条件付対価は各報告期間の末日おいて公正価値で計上しております。時間的価値に基づく公正価値の変動は金融費用として、その他の公正価値の変動はその他の営業収益またはその他の営業費用としてそれぞれ連結純損益計算書に認識しております。2020年3月期において、公正価値の変動により、条件付対価契約に関する金融負債が81億円減少しております。

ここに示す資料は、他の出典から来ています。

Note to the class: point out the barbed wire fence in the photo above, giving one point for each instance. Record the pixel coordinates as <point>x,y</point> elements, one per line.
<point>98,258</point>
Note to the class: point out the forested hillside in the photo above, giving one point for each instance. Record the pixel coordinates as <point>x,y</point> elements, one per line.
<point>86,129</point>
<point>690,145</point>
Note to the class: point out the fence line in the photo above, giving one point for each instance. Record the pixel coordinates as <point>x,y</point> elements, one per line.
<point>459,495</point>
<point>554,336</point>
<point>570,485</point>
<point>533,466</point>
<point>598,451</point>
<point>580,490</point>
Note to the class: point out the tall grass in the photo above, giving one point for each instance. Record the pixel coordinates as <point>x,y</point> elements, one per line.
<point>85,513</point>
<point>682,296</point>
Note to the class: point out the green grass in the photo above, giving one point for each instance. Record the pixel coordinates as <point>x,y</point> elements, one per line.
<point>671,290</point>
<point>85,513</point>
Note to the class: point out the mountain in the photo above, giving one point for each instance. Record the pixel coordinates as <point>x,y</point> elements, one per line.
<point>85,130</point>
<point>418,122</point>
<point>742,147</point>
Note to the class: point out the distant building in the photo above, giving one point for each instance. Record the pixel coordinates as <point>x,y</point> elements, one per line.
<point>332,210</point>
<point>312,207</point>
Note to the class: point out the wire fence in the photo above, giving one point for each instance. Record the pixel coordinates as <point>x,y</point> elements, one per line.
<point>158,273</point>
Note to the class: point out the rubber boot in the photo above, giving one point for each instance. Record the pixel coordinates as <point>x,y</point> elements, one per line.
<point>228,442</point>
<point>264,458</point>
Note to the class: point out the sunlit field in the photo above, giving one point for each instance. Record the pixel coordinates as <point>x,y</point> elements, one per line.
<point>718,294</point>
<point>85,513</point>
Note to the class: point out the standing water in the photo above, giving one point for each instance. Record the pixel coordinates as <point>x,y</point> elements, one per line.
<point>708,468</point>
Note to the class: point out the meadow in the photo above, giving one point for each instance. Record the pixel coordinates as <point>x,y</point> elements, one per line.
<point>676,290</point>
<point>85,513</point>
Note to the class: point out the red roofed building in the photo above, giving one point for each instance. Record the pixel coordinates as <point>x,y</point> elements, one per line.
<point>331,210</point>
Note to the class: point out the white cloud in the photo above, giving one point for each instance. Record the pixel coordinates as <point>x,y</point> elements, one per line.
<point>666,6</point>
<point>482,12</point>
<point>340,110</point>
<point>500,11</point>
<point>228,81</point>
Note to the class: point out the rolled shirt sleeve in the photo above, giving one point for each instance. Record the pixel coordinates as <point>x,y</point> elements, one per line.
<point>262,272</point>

当社グループの見積りは、過去の経験や業界における知識に基づいております。見積りは合理的に算出されますが、実績はこれらの見積りとは異なる場合があります。取得した資産グループや企業結合の価値を算出する際に使用される見積りの重要な変化は、当社グループによって取得された有形固定資産または無形資産の将来における減損につながり、当社グループの財政状態および業績に多大な影響を及ぼす可能性があります。また、偶発負債を含む負債の価値が取得法によって過去に計上された金額と著しく異なる場合は、追加費用の計上が必要となり、当社グループの財政状態および業績に多大な影響を及ぼす可能性があります。